An answer to Garfield

Ever since my three-year-old sister yelled because my mother wouldn't give the family cat a spoon to eat its dinner with, I've been wary of the embarrassing affection cats inspire in otherwise rational beings. Until five months ago a cat, in my eyes, had no more individuality than a fur-covered piece of furniture - a useless piece of furniture at that.

I was a victim of anti-cat propaganda (including cartoons, ''funny books,'' and T-shirts that portray felines as tough, sly animals). Even T. S. Eliot in his whole bookful of cat poems (''Old Possum's Book of Practical Cats'') doesn't once hint at their essential grace and charm.

And so I passed many cat-deprived years without realizing what I was missing. Then friends and family began saying, ''How sad you must be, going home to an empty house at the end of a day. How desperately you need a creature on your lap generating affection.''

But I wasn't. I didn't.

But yes, I would think about it. And so I went to the public library and lugged home all the cat owners' manuals I could find. The message they gave me was unanimous: Adopt a cat as soon as possible from an animal shelter. The kittens there would be clean and healthy, and finding a home was literally a matter of life and death for them. Besides, shelters are in business not for money but for the love of lost and abandoned animals.

So I visited the nearest shelter (the Northeast Animal Shelter in Salem, Mass.), where I was encouraged to pick up any kittens I fancied and interview them. It took two trips before all my resistance was broken down by a small bundle of gray fluff, the size and weight of a baby bird. She could pose for one of those greeting cards that feature kitties in a basket of pansies suggesting that you have a happy birthday.

She was an object I could safely commit myself to. I knew I could go on cherishing her even when she grew out of her kitten cuteness.

The shelter doesn't let just anyone take over an animal. The form it handed me made its commitment to animal welfare crystal clear: ''Your name? Your profession? How long have you owned your house? Give the names of two references. Would you please make a tax-free contribution to the shelter?''

''You take as much care as if I were adopting a baby,'' I said.

''That's how we think of it,'' the adoption counselor replied.

But the people were equally concerned with making me happy. Would I please call up if I had any problems? (I do and get sympathetic advice.)

The shelter would get in touch with me and see how the animal was faring, and if I wasn't taking proper care of her, it would remove her. I had to promise to get her neutered, a process that does not harm the cat or change its essential nature. More important, many unwanted kittens have to be destroyed every year, and neutering has become a social obligation.

I have learned that to hold a loving cat on one's lap is to feel a surge of affection and calmness.

My new acquisition got her name, ''Poppy,'' from a favorite song of my mother. (When it came time to make an appointment to have her neutered, the vet was puzzled by the name: ''You call your cat puppy?'')

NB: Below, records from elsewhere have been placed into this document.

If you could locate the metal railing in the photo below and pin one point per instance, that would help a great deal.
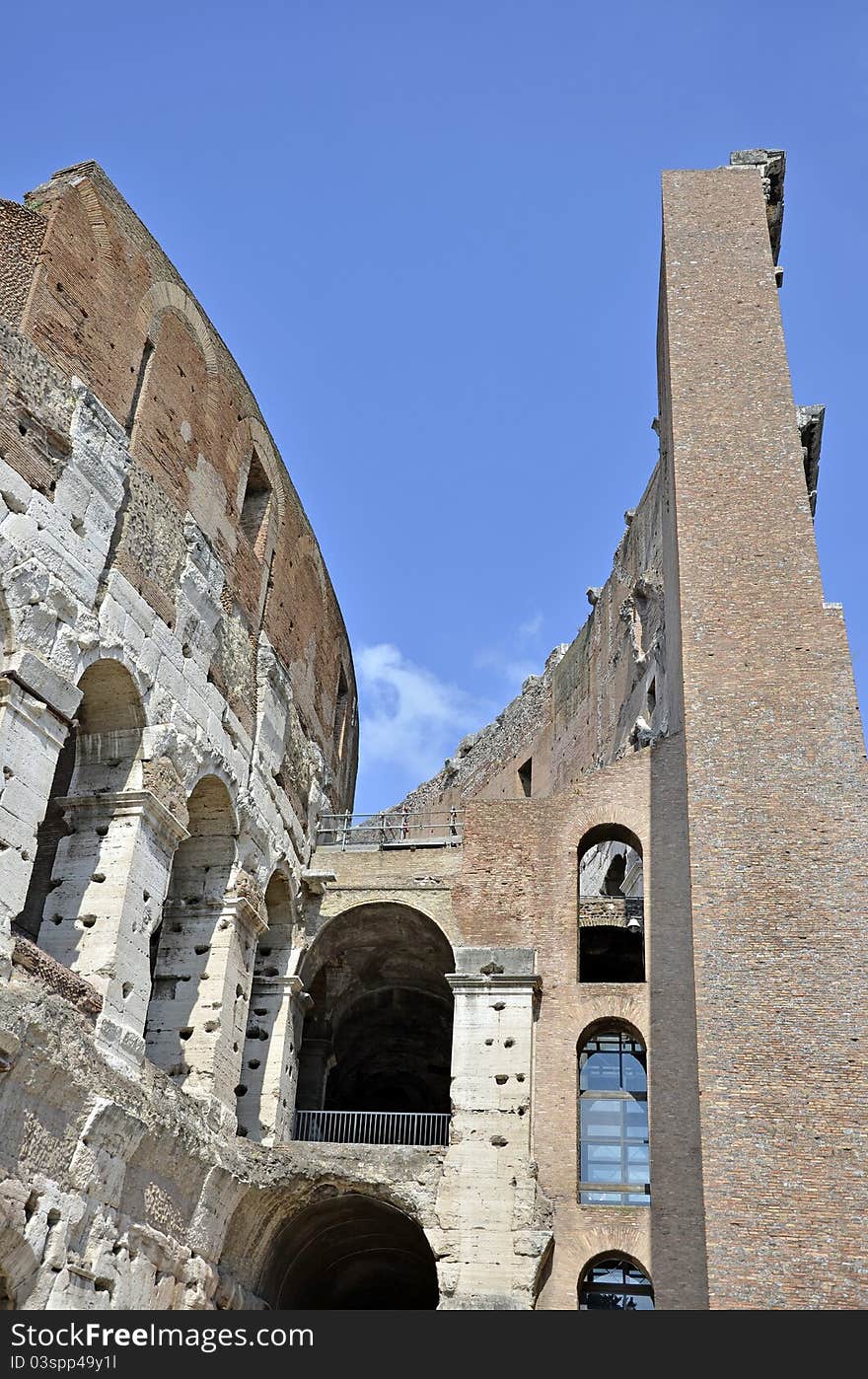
(393, 829)
(373, 1126)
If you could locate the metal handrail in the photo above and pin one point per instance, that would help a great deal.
(393, 829)
(428, 1128)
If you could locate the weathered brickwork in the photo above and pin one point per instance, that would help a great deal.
(235, 1040)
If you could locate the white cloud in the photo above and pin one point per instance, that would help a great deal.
(512, 671)
(516, 662)
(408, 717)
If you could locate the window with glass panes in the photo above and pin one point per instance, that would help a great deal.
(615, 1285)
(613, 1120)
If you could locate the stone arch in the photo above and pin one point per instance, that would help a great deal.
(611, 905)
(351, 1251)
(377, 1037)
(265, 1090)
(615, 1280)
(80, 844)
(169, 297)
(192, 948)
(249, 436)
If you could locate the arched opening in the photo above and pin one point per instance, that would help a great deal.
(352, 1253)
(76, 845)
(379, 1035)
(256, 505)
(615, 1282)
(613, 1118)
(262, 1094)
(187, 949)
(611, 907)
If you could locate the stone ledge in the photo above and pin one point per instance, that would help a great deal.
(55, 978)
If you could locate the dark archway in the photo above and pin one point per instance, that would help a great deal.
(611, 907)
(261, 1095)
(379, 1035)
(351, 1253)
(100, 759)
(615, 1282)
(185, 949)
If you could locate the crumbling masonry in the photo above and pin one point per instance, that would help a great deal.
(581, 1022)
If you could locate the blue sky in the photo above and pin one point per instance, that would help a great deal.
(429, 233)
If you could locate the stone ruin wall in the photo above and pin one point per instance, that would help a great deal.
(123, 1182)
(123, 544)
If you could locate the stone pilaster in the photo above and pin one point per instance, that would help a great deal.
(31, 738)
(487, 1170)
(113, 873)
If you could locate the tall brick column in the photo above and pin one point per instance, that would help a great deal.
(773, 762)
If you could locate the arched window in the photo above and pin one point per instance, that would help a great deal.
(615, 1284)
(613, 1119)
(377, 1039)
(78, 847)
(255, 509)
(190, 949)
(611, 907)
(266, 1066)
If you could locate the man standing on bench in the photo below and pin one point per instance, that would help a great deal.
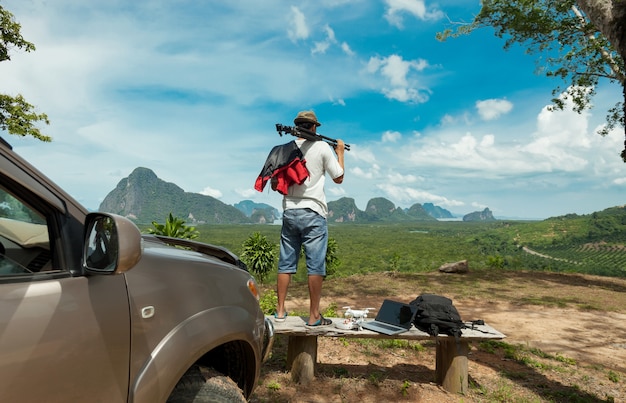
(304, 219)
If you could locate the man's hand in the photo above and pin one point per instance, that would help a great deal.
(340, 147)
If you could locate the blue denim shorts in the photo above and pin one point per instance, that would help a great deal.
(303, 227)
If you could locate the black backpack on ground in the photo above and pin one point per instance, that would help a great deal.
(437, 315)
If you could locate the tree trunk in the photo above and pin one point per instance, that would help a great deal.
(608, 16)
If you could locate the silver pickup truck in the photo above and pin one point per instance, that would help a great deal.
(91, 310)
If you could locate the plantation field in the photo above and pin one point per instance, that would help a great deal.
(560, 245)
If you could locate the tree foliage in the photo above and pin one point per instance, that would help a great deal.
(17, 116)
(174, 227)
(569, 44)
(259, 255)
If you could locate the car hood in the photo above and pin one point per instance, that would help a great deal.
(180, 248)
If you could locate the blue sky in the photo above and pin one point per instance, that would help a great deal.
(193, 90)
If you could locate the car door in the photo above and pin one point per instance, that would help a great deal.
(64, 336)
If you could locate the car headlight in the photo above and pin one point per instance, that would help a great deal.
(254, 290)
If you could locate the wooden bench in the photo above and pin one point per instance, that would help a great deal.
(451, 356)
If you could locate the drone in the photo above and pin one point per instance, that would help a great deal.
(354, 318)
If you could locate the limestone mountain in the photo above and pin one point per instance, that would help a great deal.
(344, 210)
(436, 211)
(485, 215)
(144, 198)
(377, 209)
(259, 213)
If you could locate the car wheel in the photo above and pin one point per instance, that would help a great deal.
(204, 385)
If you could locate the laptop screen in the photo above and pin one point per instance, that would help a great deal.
(396, 313)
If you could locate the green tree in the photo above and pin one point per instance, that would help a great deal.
(332, 260)
(16, 115)
(578, 41)
(174, 227)
(259, 255)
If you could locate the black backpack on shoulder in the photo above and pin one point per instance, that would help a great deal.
(437, 315)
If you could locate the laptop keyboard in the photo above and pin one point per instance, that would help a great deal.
(386, 326)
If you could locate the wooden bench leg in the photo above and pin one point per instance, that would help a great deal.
(301, 358)
(451, 366)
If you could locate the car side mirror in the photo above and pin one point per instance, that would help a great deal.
(112, 244)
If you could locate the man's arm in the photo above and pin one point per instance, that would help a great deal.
(339, 150)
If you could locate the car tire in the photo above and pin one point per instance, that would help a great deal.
(206, 385)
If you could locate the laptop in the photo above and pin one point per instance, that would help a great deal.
(393, 317)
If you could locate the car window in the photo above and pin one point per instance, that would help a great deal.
(24, 238)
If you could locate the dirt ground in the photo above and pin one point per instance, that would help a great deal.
(576, 325)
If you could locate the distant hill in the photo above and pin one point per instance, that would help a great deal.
(485, 215)
(144, 198)
(344, 210)
(259, 213)
(436, 211)
(377, 209)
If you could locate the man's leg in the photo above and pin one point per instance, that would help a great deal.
(290, 245)
(315, 245)
(315, 295)
(282, 285)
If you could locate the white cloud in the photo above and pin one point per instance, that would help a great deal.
(395, 177)
(417, 8)
(208, 191)
(370, 173)
(298, 28)
(491, 109)
(391, 136)
(401, 84)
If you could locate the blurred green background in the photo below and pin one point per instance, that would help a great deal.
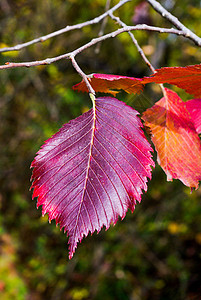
(154, 253)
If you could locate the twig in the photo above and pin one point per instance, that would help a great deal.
(82, 74)
(165, 14)
(117, 19)
(103, 24)
(63, 30)
(93, 42)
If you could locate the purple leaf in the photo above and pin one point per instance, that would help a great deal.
(93, 169)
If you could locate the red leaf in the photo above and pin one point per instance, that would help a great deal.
(187, 78)
(111, 84)
(93, 169)
(176, 141)
(194, 107)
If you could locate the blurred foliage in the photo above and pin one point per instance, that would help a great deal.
(154, 253)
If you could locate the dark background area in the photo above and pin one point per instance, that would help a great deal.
(154, 253)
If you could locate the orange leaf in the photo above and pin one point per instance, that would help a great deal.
(187, 78)
(175, 139)
(194, 107)
(111, 84)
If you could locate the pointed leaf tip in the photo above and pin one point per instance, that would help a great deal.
(93, 169)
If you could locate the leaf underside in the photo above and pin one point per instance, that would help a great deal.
(194, 107)
(93, 169)
(175, 139)
(111, 84)
(187, 78)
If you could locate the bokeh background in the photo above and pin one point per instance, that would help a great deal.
(154, 253)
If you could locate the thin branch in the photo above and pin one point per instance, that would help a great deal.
(134, 41)
(93, 42)
(65, 29)
(82, 74)
(103, 24)
(165, 14)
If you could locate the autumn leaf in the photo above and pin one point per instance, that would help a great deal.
(175, 139)
(194, 107)
(187, 78)
(93, 169)
(112, 84)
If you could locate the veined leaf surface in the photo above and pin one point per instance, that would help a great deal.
(112, 84)
(93, 169)
(194, 107)
(187, 78)
(175, 139)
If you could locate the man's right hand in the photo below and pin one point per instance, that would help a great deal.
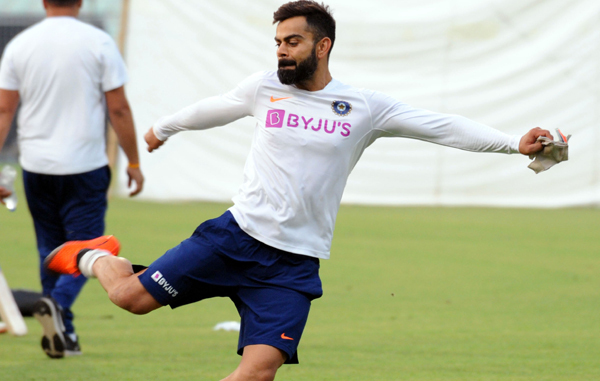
(152, 141)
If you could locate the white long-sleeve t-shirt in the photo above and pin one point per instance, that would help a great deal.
(305, 145)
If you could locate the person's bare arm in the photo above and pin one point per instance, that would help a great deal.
(9, 100)
(121, 118)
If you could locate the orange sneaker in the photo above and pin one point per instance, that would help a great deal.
(65, 258)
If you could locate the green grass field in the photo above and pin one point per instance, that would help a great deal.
(410, 294)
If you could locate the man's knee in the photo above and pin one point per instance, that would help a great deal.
(257, 374)
(259, 363)
(131, 295)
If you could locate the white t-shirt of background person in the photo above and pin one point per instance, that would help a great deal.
(305, 145)
(61, 68)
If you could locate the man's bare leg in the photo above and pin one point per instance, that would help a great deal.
(123, 286)
(259, 363)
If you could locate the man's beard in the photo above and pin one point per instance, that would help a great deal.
(302, 73)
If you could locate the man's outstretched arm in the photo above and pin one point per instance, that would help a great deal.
(9, 100)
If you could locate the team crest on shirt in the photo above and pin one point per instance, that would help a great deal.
(341, 108)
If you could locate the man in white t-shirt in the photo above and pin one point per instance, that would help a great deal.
(264, 252)
(66, 74)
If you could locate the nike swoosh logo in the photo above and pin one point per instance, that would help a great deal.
(278, 99)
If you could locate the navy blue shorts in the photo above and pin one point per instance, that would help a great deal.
(272, 289)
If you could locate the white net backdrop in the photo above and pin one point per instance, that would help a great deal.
(512, 64)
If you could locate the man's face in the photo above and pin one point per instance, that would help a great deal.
(296, 51)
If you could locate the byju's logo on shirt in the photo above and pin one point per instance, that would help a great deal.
(158, 278)
(277, 118)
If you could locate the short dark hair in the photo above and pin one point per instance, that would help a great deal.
(62, 3)
(318, 17)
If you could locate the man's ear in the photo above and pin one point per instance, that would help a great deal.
(323, 47)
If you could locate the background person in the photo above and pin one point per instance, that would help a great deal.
(65, 73)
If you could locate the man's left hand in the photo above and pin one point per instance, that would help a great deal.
(134, 175)
(529, 143)
(4, 193)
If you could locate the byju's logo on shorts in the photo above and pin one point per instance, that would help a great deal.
(158, 278)
(275, 118)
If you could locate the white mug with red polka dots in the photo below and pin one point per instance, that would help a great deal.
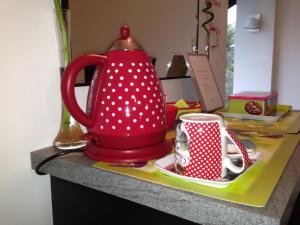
(201, 147)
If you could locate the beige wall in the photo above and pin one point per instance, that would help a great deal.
(163, 28)
(287, 53)
(30, 108)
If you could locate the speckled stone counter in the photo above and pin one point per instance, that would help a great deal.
(75, 167)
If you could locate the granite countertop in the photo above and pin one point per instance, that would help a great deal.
(75, 167)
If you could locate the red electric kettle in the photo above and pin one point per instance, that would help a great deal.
(125, 116)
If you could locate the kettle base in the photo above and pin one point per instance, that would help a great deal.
(114, 155)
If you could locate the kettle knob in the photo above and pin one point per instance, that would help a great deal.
(124, 32)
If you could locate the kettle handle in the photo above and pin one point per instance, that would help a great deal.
(68, 85)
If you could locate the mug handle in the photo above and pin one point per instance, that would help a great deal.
(245, 158)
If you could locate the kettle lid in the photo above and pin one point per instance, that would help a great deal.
(125, 42)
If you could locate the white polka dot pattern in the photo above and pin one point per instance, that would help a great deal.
(205, 151)
(132, 99)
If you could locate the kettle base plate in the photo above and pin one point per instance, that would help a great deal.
(115, 155)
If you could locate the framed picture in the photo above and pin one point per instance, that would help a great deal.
(205, 83)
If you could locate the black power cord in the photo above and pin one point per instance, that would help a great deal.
(61, 153)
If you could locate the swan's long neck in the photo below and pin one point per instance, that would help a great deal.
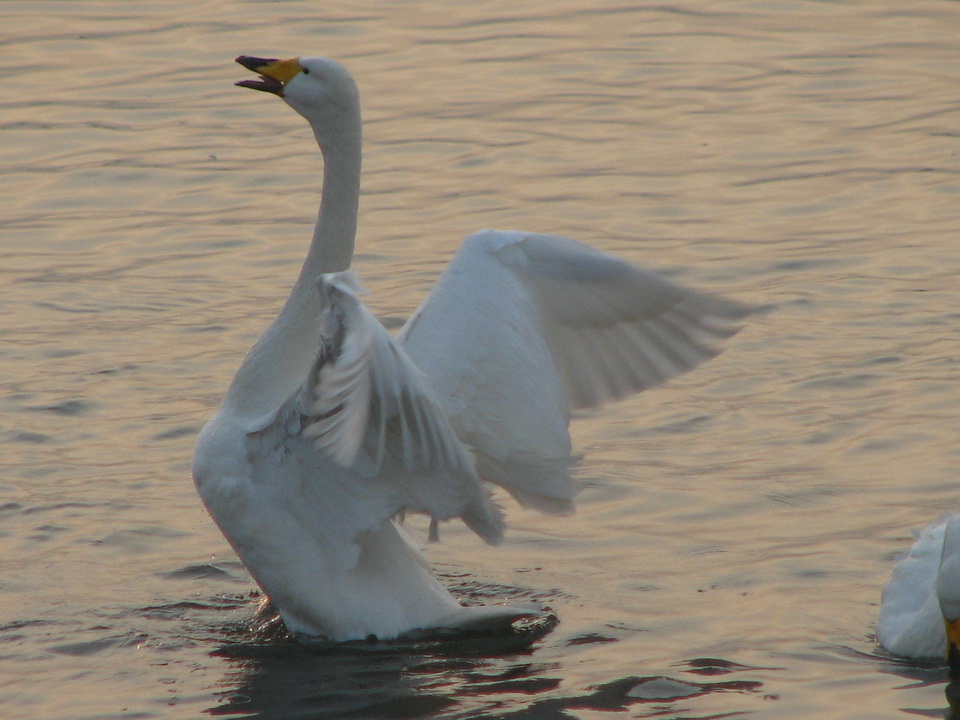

It was amazing how quickly she learned her name. Not that she will come when I call (unless it suits her), but it does make her stop and think. In fact the experts are right - cats are hard to train. The only discipline I find effective is a tiny tap on the nose that hurts only her dignity - though a cat's dignity should never be trifled with. It is a very tender thing.

Toys - except for a ping-pong ball - have proved to be a waste of money, and catnip is out (I don't want a ''high'' cat). Far more rewarding are thread spools, crackling paper, the inside of toilet rolls, paper bags to hide in, my earrings (but not those that are small enough to swallow), and pieces of string.

But Poppy and I agree that her most successful toy (if you dare call him that) has been the second kitten I brought home from the animal shelter - a black, white, and gray kitten with a touch of Siamese. After an uncertain day or two, the pair decided they love each other (and me) enormously.

But affection isn't all they have to offer. Their entertainment value is prodigious.

Of course I can't pretend keeping cats doesn't have drawbacks. But how can scratched furniture, a broken dish or two, the inability to go off a weekend on an impulse, ever outweigh the bonuses? When I get home in the evening and hear them thundering downstairs to greet me, begging to be picked up and cuddled, I can even overlook their insistence on lying on my neck on hot summer evenings.

Discussing the best kind of friendship, a wise friend of mine once pontificated: ''Dogs look up at you, cats look down on you, and pigs look you right in the eye. We need pigs among our friends.'' Either she didn't know her cats or I can count two fur-covered pigs among my friends.